Los geht es mit „Spieldose“, das sich dank seines Intros mit Klängen vom Aufziehen und Abspielen einer Spieldose perfekt als Opener des Albums macht. Ansonsten ist der Song eher ruhig geraten, aber schon mit „Welt im Wahn“ wird es passend zum Text schnell und hektisch, das textliche Thema wurde musikalisch perfekt umgesetzt. Überhaupt kann man sagen, daß „Extrablatt“ eine Scheibe ohne Ausfälle geworden ist. Sicher gibt es immer den ein oder anderen Song, der einem nicht so gut gefällt; auch mir gefallen nicht alle Songs auf diesem Album gleich gut. Aber das müssen sie ja auch nicht.

Dafür gibt es auf „Extrablatt“ aber richtig viele Songs, die, wenn sie sich erstmal ordentlich in den Gehörgängen festgesetzt haben, da auch nicht mehr rausgehen. Und die versprechen, live auch richtig gut Stimmung zu machen. Immer mit dabei: der typische COPPELIUS-Humor, der besonders in Songs wie „Bitten Danken Petitieren“ zum Vorschein kommt. Auch schön: das romantische „Glaubtet ihr?“, das bei genauerer Betrachtung irgendwie nicht mehr so romantisch ist.
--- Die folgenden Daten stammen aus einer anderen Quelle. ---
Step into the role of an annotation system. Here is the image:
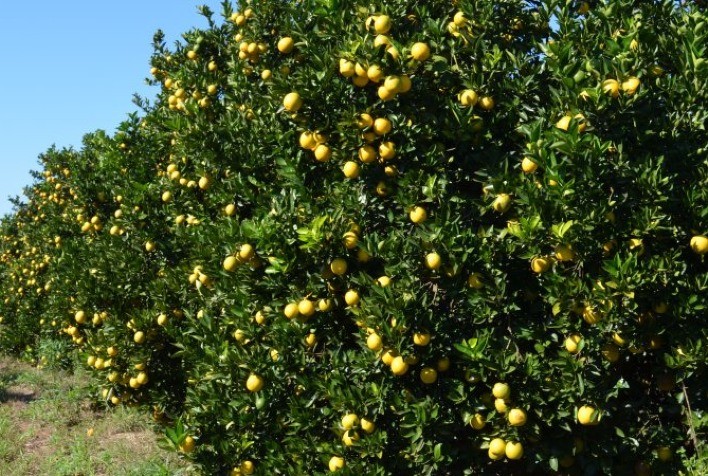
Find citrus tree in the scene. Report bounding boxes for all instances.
[0,0,708,475]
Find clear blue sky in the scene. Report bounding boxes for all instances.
[0,0,221,217]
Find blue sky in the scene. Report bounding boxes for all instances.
[0,0,221,217]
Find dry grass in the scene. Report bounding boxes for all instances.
[0,357,193,476]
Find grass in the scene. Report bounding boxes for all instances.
[0,357,194,476]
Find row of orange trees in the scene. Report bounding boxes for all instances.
[0,0,708,475]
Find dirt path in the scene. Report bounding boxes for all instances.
[0,357,195,476]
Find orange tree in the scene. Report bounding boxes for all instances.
[0,0,708,475]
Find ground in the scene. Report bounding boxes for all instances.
[0,357,192,476]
Aber auch richtig hart rocken können die Berliner, wie sie mit „Mitten ins Herz“ wieder einmal beweisen. Ebenso machen sie bei den Songs mit englischen Texten eine gute Figur. Auch wenn die mit 3 von 14 eindeutig in der Minderheit sind. Und daß COPPELIUS auch gut covern können, das zeigen sie mit zwei Covern, die das bestätigen, was ich oben schon sagte: Klingt wie SUBWAY TO SALLY meets IRON MAIDEN. Denn als „Hommagen“ gibt es „Running Free“ (IRON MAIDEN), das auch ohne Gitarren echt gut klingen kann, sowie „Maria“ von SUBWAY TO SALLY, das wirklich wunderschön geworden ist und mir fast schon besser als das Original gefällt (und das sage ich als langjähriger SUBWAY TO SALLY-Fan).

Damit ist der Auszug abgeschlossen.